I am just wondering does any body have any information regarding a penison scheme I took with CWPS (construction workers pension scheme) i have recently left the construction industry and my total balance was around 3,000 euro and I m just wondering is their any way to get this amount refunded.

i found this information on there site but Im just wondering is their any other way to get back these small amount.



"
Q. I’m no longer contributing to the scheme can I get a refund of my pension contributions?


A. No. A refund of contributions is not available to you under the rules of the scheme. Your retirement account can only be used to provide benefits on retirement or earlier death. If you are contributing to another pension scheme you can ask for the value of your retirement account to be transferred to your other pension scheme"

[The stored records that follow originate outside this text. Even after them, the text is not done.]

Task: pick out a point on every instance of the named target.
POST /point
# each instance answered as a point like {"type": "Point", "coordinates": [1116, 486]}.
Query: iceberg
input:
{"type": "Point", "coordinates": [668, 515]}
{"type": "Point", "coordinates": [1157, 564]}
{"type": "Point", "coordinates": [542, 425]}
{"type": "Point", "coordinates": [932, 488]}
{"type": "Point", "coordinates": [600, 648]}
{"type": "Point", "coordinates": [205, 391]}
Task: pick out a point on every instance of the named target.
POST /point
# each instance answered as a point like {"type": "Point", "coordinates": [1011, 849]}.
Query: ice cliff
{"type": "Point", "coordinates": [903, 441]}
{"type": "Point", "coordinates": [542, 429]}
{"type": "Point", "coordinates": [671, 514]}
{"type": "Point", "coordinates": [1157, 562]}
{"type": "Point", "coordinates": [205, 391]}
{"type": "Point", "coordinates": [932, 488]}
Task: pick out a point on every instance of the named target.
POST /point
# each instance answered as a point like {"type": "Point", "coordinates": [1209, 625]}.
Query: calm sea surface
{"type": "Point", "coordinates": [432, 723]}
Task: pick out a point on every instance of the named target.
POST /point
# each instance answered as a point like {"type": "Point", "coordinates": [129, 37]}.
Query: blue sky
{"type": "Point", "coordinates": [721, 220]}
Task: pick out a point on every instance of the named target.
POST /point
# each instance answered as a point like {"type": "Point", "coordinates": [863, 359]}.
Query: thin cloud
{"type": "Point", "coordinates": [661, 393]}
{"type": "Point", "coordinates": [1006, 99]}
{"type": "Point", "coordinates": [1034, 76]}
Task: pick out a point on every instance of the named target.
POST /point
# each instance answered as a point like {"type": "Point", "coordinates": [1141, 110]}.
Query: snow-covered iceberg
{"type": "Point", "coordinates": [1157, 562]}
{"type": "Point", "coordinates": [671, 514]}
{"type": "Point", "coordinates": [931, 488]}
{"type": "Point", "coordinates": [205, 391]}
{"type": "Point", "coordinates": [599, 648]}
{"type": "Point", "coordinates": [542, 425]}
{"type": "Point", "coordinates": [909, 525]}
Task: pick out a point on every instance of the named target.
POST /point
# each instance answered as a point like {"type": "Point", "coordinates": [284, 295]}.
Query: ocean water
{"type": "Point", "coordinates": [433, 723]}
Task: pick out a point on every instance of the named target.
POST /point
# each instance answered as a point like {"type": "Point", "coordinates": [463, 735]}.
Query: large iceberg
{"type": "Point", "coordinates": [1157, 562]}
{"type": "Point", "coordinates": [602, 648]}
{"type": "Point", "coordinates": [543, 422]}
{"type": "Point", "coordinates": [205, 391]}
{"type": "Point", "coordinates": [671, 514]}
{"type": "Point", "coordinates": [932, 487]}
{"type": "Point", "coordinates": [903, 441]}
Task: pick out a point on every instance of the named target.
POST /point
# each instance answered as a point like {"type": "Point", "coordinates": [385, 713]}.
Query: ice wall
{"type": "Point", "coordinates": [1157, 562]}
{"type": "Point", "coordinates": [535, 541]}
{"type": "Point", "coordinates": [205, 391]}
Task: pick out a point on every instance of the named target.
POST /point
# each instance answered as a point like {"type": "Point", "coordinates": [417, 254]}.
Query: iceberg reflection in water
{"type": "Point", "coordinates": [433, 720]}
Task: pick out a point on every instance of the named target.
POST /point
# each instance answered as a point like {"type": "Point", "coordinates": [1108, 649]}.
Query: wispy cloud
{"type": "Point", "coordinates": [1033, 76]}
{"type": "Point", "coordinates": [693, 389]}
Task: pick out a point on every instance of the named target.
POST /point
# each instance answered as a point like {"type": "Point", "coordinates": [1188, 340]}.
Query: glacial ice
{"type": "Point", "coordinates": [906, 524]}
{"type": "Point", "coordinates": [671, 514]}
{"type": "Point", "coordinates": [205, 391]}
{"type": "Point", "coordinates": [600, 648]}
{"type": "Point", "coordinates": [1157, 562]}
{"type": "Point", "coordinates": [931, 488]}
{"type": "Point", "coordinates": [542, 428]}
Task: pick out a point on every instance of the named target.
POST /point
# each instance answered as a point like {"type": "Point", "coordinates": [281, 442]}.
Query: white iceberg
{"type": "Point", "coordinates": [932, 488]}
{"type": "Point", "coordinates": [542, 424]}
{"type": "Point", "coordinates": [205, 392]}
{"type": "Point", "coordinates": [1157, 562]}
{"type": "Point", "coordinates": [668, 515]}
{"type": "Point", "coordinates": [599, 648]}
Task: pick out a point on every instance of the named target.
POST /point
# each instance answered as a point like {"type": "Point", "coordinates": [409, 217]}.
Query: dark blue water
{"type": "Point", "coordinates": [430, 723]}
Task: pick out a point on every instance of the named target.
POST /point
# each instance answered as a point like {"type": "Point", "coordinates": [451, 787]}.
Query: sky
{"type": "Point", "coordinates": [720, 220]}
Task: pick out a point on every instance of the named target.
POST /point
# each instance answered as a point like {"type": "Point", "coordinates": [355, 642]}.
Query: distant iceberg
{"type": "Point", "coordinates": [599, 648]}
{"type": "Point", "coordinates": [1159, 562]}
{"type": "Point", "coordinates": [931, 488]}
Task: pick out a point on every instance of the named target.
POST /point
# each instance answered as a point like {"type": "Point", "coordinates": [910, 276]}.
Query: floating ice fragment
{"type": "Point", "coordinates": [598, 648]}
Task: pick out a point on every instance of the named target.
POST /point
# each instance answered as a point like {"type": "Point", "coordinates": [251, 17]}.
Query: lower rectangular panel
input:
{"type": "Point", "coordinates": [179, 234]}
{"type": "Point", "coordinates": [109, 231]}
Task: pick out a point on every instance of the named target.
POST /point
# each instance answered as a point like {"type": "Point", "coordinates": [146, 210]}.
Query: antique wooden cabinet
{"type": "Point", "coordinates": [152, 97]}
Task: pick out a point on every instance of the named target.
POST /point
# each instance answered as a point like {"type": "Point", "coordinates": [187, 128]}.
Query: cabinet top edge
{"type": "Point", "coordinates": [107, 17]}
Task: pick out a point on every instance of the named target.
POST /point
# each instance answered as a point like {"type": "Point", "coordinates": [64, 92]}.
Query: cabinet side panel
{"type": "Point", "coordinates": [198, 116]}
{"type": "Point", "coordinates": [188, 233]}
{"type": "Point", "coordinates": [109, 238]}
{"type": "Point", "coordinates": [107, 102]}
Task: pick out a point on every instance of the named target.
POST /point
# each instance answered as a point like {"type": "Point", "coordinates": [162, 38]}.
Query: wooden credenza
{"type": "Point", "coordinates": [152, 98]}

idea's are welcome thanks guys


----------



## PaddyW (30 Jul 2010)

Do you have another pension scheme which you can transfer this into?


----------



## buddysmiley (30 Jul 2010)

Hey Paddy, how are you

No other pension scheme, going back to college so this would be a handy amount to get back but i am guessy there is no way?


----------



## PaddyW (30 Jul 2010)

If you're in the scheme less than two years, I believe you can get your contributions back. But if you are in it more than two, then I'm afraid you won't be getting it back until retirement


----------



## Homer (31 Jul 2010)

PaddyW said:


> If you're in the scheme less than two years, I believe you can get your contributions back. But if you are in it more than two, then I'm afraid you won't be getting it back until retirement


 
The 2 year limit is an over-riding provision under the Pensions Act.  Most scheme rules reflect the provisions of the Act, but it's possible that the rules of the CWPS do not allow any refunds, regardless of service.  You would need to check this with the administrator.


----------



## buddysmiley (31 Jul 2010)

thanks every one


----------



## papervalue (31 Jul 2010)

I would recommend you would ring them directly to get a difinite answer.

Quote your member/pension number. I have found them very helpfull over phone.

At least when you ring up, they bring up your file and give you correct answer and advise what you can do.


----------



## Aisling (1 Aug 2010)

Hi Buddysmiley,

I'm afriad that you cannot obtain a refund of contributions regardless of service with CWPS. The rules of the scheme have been set with the Pensions Board to reflect this.  

Having previously worked with CWPS I can definately advise you that the only options available are:
Leave it there (until retirement or you are ready to transfer) or 
Transfer to another employer pension scheme, PRSA or Personal Retirement Bond.


----------